Newton's method in optimization makes a local quadratic approximation of the function based on information from the current point, and then jumps to the minimum of that approximation.
Just imagine fitting a little quadratic surface like a parabola to your surface at the current point, and then going to the minimum of the approximation to find the next point. Finding the direction towards the minimum of the quadratic approximation is what you are doing when you solve, $(f'')^{-1}f'$.
By thinking about this picture, you can also see why Newton's method can converge to a saddle or a maximum in some cases. If the eigenvalues of the Hessian are mixed or negative - in those cases the local quadratic approximation is an upside down paraboloid, or saddle.
In Newton's method we pick $\Delta x$ so that $\nabla f(x_k + \Delta x) \approx 0$. Note that $\nabla f(x_k + \Delta x) \approx \nabla f(x_k) + \nabla^2 f(x_k) \Delta x$. Setting this equal to $0$ and solving for $\Delta x$ gives us the Newton step.
Another viewpoint is to start with \begin{equation*} f(x_k + \Delta x) \approx f(x_k) + \langle \nabla f(x_k), \Delta x \rangle + \frac12 \langle \Delta x, \nabla^2 f(x_k) \Delta x \rangle. \end{equation*} Minimizing the right hand side with respect to $\Delta x$ gives us the Newton step.
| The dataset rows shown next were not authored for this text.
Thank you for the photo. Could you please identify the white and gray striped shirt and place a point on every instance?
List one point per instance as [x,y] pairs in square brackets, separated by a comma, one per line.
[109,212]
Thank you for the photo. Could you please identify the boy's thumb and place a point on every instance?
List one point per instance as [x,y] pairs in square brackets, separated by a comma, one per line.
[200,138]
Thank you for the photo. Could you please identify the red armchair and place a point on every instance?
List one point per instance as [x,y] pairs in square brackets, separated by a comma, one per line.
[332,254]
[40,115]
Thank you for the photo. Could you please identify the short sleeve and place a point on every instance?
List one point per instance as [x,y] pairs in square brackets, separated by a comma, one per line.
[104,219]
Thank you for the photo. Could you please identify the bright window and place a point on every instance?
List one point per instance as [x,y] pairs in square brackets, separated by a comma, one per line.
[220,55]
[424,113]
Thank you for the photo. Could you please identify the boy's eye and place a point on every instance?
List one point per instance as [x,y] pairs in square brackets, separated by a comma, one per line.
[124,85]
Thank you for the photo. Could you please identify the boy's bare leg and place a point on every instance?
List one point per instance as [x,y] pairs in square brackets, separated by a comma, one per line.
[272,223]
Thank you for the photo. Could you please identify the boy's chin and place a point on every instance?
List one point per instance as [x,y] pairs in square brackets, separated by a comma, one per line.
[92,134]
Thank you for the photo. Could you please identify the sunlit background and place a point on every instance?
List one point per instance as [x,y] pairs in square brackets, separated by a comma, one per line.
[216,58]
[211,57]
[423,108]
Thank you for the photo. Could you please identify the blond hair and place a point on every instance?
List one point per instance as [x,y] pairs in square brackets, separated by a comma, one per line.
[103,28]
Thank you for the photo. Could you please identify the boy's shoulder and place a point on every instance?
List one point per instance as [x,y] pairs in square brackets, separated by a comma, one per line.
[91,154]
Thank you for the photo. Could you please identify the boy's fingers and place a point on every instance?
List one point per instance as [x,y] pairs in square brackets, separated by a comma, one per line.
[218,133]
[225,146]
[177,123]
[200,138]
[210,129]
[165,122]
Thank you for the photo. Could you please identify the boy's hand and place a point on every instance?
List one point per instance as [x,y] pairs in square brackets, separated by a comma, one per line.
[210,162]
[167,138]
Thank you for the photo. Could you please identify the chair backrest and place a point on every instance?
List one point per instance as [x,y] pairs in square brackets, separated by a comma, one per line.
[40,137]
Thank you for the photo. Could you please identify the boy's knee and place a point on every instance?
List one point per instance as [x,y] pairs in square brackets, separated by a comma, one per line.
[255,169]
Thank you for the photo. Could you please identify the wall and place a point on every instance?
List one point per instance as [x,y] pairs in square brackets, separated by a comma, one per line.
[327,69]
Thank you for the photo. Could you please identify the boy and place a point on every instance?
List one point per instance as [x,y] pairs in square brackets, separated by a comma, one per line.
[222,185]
Newton's method for finding zeros of a function $f$ is as follows $$ x_{n+1}=x_{n}-\frac{f\left(x_{n}\right)}{f^{\prime}\left(x_{n}\right)}. $$ For nice enough $f$ and initial guess $x_{0}$, we get that $$ f\left(\lim_{n\rightarrow\infty}x_{n}\right)=0. $$ The animation on https://en.wikipedia.org/wiki/Newton's_method is particularly nice and will help you understand what is happening.
Newton's method in optimization is the same procedure applied to $f^{\prime}$, so that $$ x_{n+1}=x_{n}-\frac{f^{\prime}\left(x_{n}\right)}{f^{\prime\prime}\left(x_{n}\right)}. $$ This allows us to find $$ f^{\prime}\left(\lim_{n\rightarrow\infty}x_{n}\right)=0. $$ In particular, $x_{n}\rightarrow x$ is a critical point.